One of my biggest confidence boosters was discovering two sticks are better than one! One of them being a Parkinson's UK stick. People almost stand on their heads to see what the message says.

One of my poetry books is called 'All Under Control'. I hope you've still got your copy Ezinda!!!

Writing poems has been a life-line for me.


#13

I stay positive by helping others in return i find i gain friendship and that is so special.

 

BB


#14

A big thanks to everyone for sharing your positives. It is clear time and time again that the biggest source of information and inspiration comes from others who live with Parkinson's.

I don't know if you have had a chance to look at the Taking Control booklet. But it is made up entirely of quotes from people with the condition. This is broken down into the six main ways people have told us that they take control of the condition. 

Lin, I was just logging in to post about the second one. This will be up shortly.

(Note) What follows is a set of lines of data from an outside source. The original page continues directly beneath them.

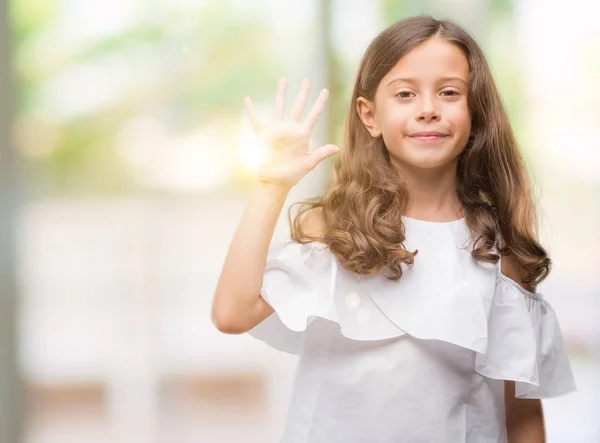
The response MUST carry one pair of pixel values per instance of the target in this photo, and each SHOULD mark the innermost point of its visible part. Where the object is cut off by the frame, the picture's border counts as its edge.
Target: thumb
(322, 153)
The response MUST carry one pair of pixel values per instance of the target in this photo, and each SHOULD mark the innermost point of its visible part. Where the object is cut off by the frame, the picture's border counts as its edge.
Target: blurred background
(126, 159)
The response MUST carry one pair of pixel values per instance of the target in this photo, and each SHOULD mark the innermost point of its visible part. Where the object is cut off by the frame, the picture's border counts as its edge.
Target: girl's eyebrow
(415, 81)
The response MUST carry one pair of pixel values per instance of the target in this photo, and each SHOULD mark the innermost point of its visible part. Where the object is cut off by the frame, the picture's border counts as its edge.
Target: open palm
(287, 139)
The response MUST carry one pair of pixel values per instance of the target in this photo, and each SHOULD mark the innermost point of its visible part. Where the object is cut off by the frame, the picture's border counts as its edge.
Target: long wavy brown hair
(362, 207)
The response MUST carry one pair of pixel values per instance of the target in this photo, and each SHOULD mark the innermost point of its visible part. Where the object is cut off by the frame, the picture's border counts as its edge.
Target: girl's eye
(403, 94)
(450, 93)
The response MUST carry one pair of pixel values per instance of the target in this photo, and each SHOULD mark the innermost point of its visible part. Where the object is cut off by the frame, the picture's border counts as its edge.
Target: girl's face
(420, 107)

And yes I do still have my book of poetry!

 

 


#15

Hi Sea Angler

This was a post that rang so many bells with me - I mowed the lawn two days go. It used to take me less than 30 mins, I was over one and a half hours doing it - most of time taken up with trying to get moving again each time I had to turn at the ends.  And have to empty the box twice as often as I can't now walk & carry it when heavy & full. Crazy effort but had to do it for my own sanity. I have still not come to terms with my inability to do simple practical tasks like decorating, gardening, window cleaning. Have got to learn to ask for help, but that is really hard. By nature I am a positive thinker, but even so I get really fed up with the way this condition limits my life and intrudes on that of my family.

S


#16

 

Hi Supa,

I quite agree, although I keep myself occupied most of the time,I tend to still get fed up with the way this parkinsons still limits your life and how it effects the family. It's very rare that  I am on my own, but today I am and I don't know what to do with myself!

Hi Bethankit

I used to work in the catering and I was assigned to work at Triumph motorcycles, which is fairly near to where I live. It entailed a lot of walking about and of course handling meals on plates, it was quite funny at meal times serving meals when my hand started to shake, the food nearly ended up on the floor, but the staff were very good and understood and helped! I love being retired, but on the other hand I do miss all the banter..........

Sheffy x

 


#17

 

I'd love this Forum too have a 'autosave' Feature as you typed it would save much frustration.

For the second time.

I try too Plan Everything ahead Supa even the smallest task.

But the Reality is often not to plan too the vision of the plan i have in my mind, marrying a Cordless screwdriver too a screw head is a game in itself, i have some wall paper waiting too patch a space where a cabinet was a fixed to a wall, if the body is willing i'll try tmrw, i have a good supply of paper Lol. and then can Paint at my leisure.

I used too work in Catering Sheffy but Alas i became a Danger too myself, my work m8's, with all the Hot things and processes within a kitchen I forgot what i was doing half the time after 14 yrs of Doing it  daily and then serving customers keeping the product on the serving implement was difficult at the best of times.


#18

Hi Sea Angler,

There is an 'undo' button at the top of the text box that can help - once you start typing, a little arrow goes from light grey to dark grey in the the middle of the tool bar at the top of the text box.

Best wishes,
Alethea
Digital Team


#19

Hi Sheffy

I can just imagine food taking a tumble but as you say folk helped, and nobody burned or injured due to your shaky hand. 

As a scrub nurse I wondered if I would manage, but of course I did and never had a tremor  suppose I was concentrating too much for that to happen. confused


#20

 

Hi sea angler

I think if I hadn't retired when I did then I would have had to leave, because I also felt that I was becoming a bit of a hazard in the kitchen! I was responsible for the salad bar but I found it more difficult prepping things ie.,  tomatoes, cucumbers, peppers, and such like, but that's all behind me now, don't miss it, but I miss the banter as I said. I worked with a lovely crowd, we had loads of fun. Keep lively and focused, that's my motto now!